Component Relationships¶
┌─────────────────────────────────────────────────────┐
│ OpenWrt Router │
│ │
│ ┌──────────┐ gRPC ┌──────────┐ │
│ │ nym-vpnc │◀──────────▶│ nym-vpnd │ │
│ │ (CLI) │ │ (daemon) │ │
│ └──────────┘ └────┬─────┘ │
│ ▲ │ │
│ │ ▼ │
│ ┌────┴─────┐ ┌──────────┐ ┌──────────┐ │
│ │ LuCI │ │ gotatun │ │ firewall │ │
│ │ rpcd │ │ WireGuard│ │ fw3/fw4 │ │
│ └──────────┘ └────┬─────┘ └──────────┘ │
│ │ │
│ ┌────┴─────┐ │
│ │ TUN dev │ │
│ │ nym0/nym1│ │
│ └──────────┘ │
└─────────────────────────────────────────────────────┘
The daemon and CLI communicate over gRPC using protobuf. All user-facing operations go through nym-vpnc, whether invoked directly from the command line or through the LuCI RPC backend.
The LuCI frontend does not speak gRPC. Instead, it calls rpcd methods that execute CLI commands under the hood. This adds a layer of indirection but avoids shipping a gRPC client in JavaScript and keeps the frontend aligned with OpenWrt's standard RPC architecture.
The daemon manages two TUN devices: nym0 for the entry gateway tunnel and nym1 for the exit gateway tunnel. The firewall component detects whether the router runs fw3 or fw4 and installs rules accordingly.

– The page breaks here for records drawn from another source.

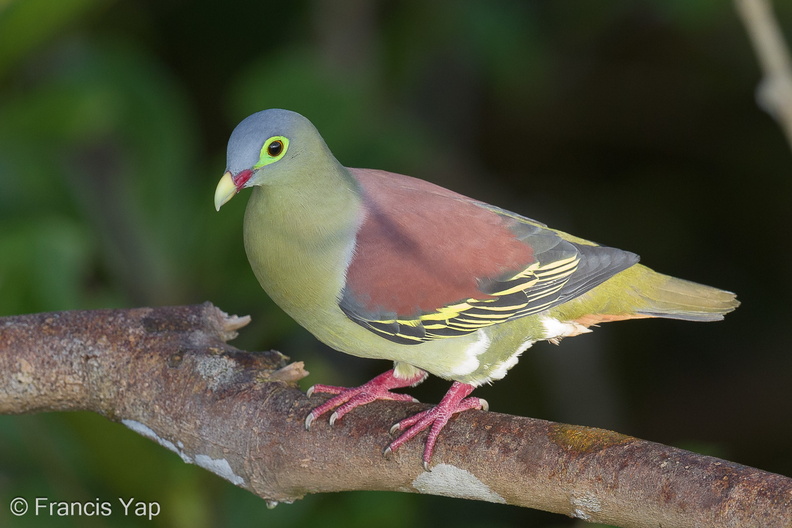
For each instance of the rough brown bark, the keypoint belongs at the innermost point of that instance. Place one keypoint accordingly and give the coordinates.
(168, 374)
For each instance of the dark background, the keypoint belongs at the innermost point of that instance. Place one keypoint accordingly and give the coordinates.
(630, 123)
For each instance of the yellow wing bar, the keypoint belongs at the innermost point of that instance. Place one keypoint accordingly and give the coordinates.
(530, 291)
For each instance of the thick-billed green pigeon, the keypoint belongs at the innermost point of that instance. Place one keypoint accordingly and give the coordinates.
(381, 265)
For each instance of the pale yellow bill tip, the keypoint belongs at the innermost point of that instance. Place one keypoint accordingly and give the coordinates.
(225, 190)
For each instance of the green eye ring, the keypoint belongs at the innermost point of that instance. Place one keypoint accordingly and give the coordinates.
(273, 150)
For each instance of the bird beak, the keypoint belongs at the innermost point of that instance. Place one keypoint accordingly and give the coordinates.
(229, 185)
(226, 189)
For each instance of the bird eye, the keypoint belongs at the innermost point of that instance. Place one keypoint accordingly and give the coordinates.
(275, 148)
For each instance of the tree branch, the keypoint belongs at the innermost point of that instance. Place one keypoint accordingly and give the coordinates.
(775, 90)
(168, 374)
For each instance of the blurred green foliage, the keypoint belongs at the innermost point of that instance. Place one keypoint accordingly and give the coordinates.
(630, 123)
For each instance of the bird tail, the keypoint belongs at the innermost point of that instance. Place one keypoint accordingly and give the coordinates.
(672, 298)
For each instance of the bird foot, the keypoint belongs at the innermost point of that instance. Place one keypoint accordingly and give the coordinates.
(347, 399)
(456, 400)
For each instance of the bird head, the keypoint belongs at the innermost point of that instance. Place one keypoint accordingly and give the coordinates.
(262, 149)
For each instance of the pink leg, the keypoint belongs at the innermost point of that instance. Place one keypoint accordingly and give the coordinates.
(437, 417)
(348, 398)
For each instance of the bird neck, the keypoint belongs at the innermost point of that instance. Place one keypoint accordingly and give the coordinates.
(300, 236)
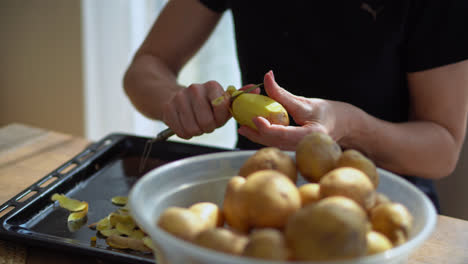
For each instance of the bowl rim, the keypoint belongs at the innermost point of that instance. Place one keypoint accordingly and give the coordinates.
(212, 255)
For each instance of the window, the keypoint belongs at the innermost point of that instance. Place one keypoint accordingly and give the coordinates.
(112, 31)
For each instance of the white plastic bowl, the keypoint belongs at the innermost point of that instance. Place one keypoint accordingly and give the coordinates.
(204, 178)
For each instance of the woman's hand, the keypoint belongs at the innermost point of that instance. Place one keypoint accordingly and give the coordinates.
(190, 113)
(309, 113)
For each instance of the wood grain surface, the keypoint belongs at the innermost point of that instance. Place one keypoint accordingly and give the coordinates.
(27, 154)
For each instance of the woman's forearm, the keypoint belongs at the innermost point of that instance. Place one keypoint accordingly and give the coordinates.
(149, 85)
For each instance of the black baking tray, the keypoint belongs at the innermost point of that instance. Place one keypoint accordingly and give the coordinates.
(103, 170)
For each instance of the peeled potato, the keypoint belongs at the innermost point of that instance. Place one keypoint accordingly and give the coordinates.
(270, 158)
(222, 240)
(351, 183)
(247, 106)
(181, 223)
(334, 228)
(316, 154)
(266, 243)
(393, 220)
(357, 160)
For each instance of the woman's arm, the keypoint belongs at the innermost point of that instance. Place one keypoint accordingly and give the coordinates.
(427, 146)
(151, 79)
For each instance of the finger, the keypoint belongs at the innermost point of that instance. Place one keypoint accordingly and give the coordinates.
(220, 111)
(201, 107)
(283, 137)
(275, 92)
(256, 90)
(186, 116)
(171, 119)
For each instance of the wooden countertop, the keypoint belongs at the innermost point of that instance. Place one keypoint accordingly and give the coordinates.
(27, 154)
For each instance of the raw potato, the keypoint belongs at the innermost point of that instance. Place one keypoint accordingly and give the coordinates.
(270, 158)
(377, 243)
(181, 223)
(316, 154)
(357, 160)
(334, 228)
(310, 193)
(271, 198)
(380, 198)
(234, 210)
(222, 240)
(351, 183)
(210, 214)
(247, 106)
(267, 244)
(393, 220)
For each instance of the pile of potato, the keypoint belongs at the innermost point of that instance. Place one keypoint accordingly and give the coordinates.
(337, 214)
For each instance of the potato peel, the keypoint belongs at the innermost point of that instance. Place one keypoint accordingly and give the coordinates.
(119, 200)
(76, 216)
(68, 203)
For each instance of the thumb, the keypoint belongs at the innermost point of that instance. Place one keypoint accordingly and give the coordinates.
(275, 92)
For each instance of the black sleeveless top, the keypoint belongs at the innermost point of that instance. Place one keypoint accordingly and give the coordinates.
(354, 51)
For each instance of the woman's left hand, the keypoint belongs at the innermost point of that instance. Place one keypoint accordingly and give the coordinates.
(311, 114)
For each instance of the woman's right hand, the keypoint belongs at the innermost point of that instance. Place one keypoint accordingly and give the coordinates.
(190, 112)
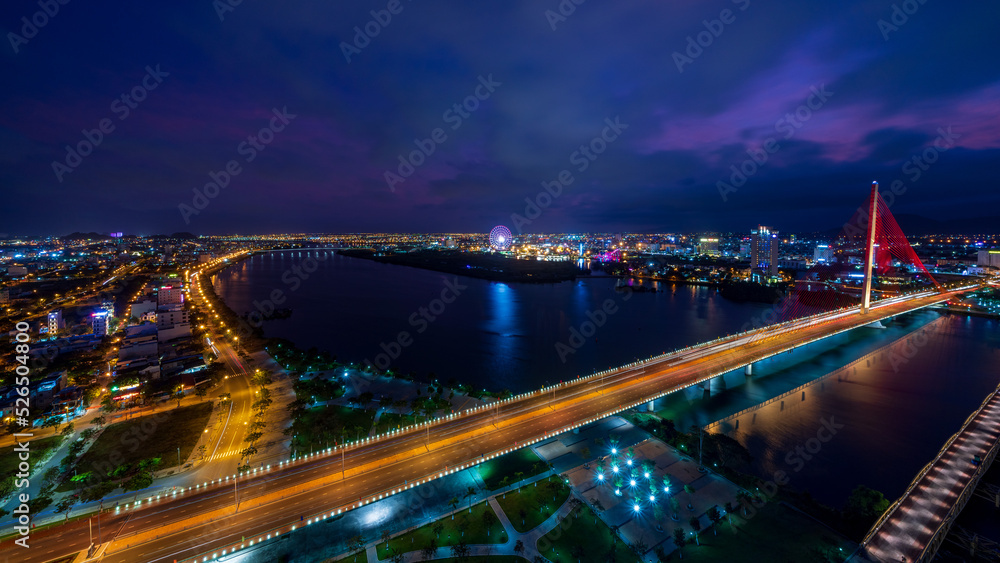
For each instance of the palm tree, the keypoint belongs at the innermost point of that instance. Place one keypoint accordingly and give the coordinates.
(470, 492)
(696, 526)
(679, 540)
(489, 519)
(428, 552)
(714, 516)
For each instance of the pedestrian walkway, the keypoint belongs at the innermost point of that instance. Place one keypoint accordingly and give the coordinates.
(914, 527)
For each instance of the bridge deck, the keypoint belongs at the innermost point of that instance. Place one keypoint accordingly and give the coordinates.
(912, 531)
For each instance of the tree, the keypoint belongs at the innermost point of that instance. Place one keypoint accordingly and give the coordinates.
(866, 503)
(460, 551)
(429, 551)
(489, 519)
(696, 527)
(714, 516)
(679, 540)
(470, 492)
(64, 506)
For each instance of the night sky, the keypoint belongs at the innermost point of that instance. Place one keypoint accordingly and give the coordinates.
(881, 93)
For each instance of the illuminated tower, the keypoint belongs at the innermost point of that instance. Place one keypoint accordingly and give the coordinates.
(764, 246)
(870, 253)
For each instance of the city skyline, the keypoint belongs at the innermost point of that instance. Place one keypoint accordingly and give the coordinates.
(170, 94)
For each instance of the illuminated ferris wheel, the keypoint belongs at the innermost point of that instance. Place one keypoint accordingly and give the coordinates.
(501, 238)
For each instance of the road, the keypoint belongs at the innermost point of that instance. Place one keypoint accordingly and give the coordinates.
(204, 521)
(921, 515)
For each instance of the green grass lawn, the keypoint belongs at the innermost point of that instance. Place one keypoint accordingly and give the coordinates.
(9, 460)
(583, 531)
(523, 460)
(450, 533)
(156, 435)
(39, 447)
(359, 557)
(391, 421)
(321, 427)
(774, 533)
(535, 502)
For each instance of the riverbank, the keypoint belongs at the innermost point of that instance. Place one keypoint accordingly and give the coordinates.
(492, 267)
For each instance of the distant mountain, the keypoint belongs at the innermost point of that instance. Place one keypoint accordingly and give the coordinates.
(85, 236)
(917, 225)
(184, 235)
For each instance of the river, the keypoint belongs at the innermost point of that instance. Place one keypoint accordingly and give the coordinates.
(891, 413)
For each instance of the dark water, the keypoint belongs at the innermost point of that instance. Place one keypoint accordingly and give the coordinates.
(494, 335)
(894, 415)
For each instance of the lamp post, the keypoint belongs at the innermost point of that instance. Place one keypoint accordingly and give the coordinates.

Traffic Flow and Trust Boundaries¶
- A LAN client sends traffic to the router
- Firewall rules redirect outbound traffic into the TUN device
- The daemon picks up packets from the TUN device
- Packets enter WireGuard tunnel 1 to the entry gateway
- The entry gateway routes traffic through the Nym mixnet
- Traffic exits through WireGuard tunnel 2 at the exit gateway
- The exit gateway forwards to the public internet
Two separate WireGuard tunnels exist because the entry and exit gateways are different trust boundaries. The entry gateway knows the client's real IP but cannot see the destination. The exit gateway knows the destination but cannot identify the client. Neither gateway alone can correlate who is communicating with whom.
The only kernel dependency is kmod-tun, which provides the TUN device interface. No WireGuard kernel module is needed because the WireGuard protocol runs entirely in userspace.